Dear Hanny,
Apa kabarmu disana? Masih memandangi lampu-lampu berpendar pelan di jalanan Jakarta yang muram? Atau sekedar menghitung titik air hujan yang jatuh di jendela taksi sembari berharap kamu memegang secangkir cokelat hangat di genggaman? Ah, seandainya aku ada disisi kananmu saat ini, kita bisa tertawa lepas dan memulai menertawakan hal yang sama tanpa kita pernah tahu: kenapa, mengapa, bahkan apa yang membuat kita memecah keheningan. Kita hanya tahu satu: kamu dan aku, berada di dunia yang sama.

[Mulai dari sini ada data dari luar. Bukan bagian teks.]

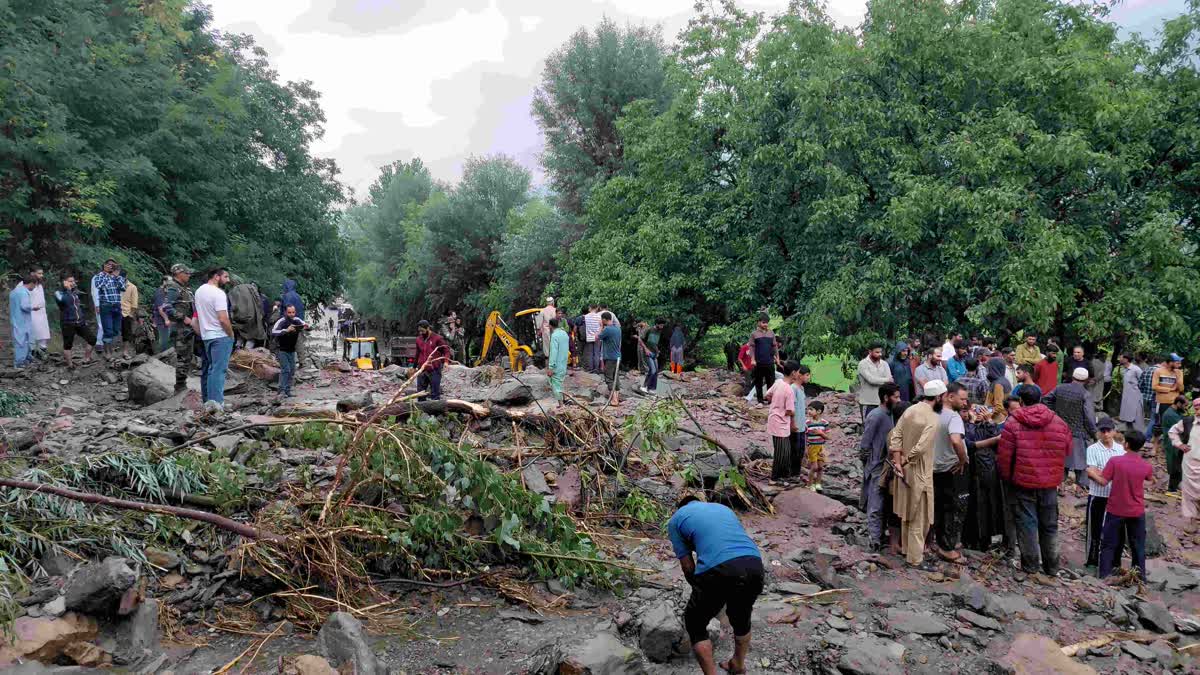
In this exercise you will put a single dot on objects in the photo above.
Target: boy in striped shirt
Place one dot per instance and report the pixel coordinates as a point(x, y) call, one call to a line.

Jangan khawatir Han, aku baik-baik saja disini. Tidak ada setumpuk berkas, sederet email dengan tanda kotak tertutup, atau nada pesan yang masuk di telepon genggam yang membuat mata kita memerah ditengah malam seperti saat itu. Disini hanya ada detak suara jam dinding yang semakin malam terasa semakin memekakkan telinga, disela sinar bulan yang mengintip dari balik jendela. Ya bulan itu, yang setia menjadi penghantar pesan diantara kita. Karena kita selalu tahu, disaat-saat tertentu, kamu, aku, memandang bulan yang sama.
Disini aku belajar Han, ternyata sendiri – atau perasaan sepi? – tidak sebegitu menakutkan. Aku masih menyimpan dan berteman dengan balon-balon harapan yang pernah aku ceritakan dulu. Beberapa masih kudekap di sela-sela jemari, sebagian telah aku lepaskan diantara ratusan terang jendela condo di tempat aku tinggal saat ini. Lalu aku mulai menggantinya dengan menyusun balon-balon kenangan.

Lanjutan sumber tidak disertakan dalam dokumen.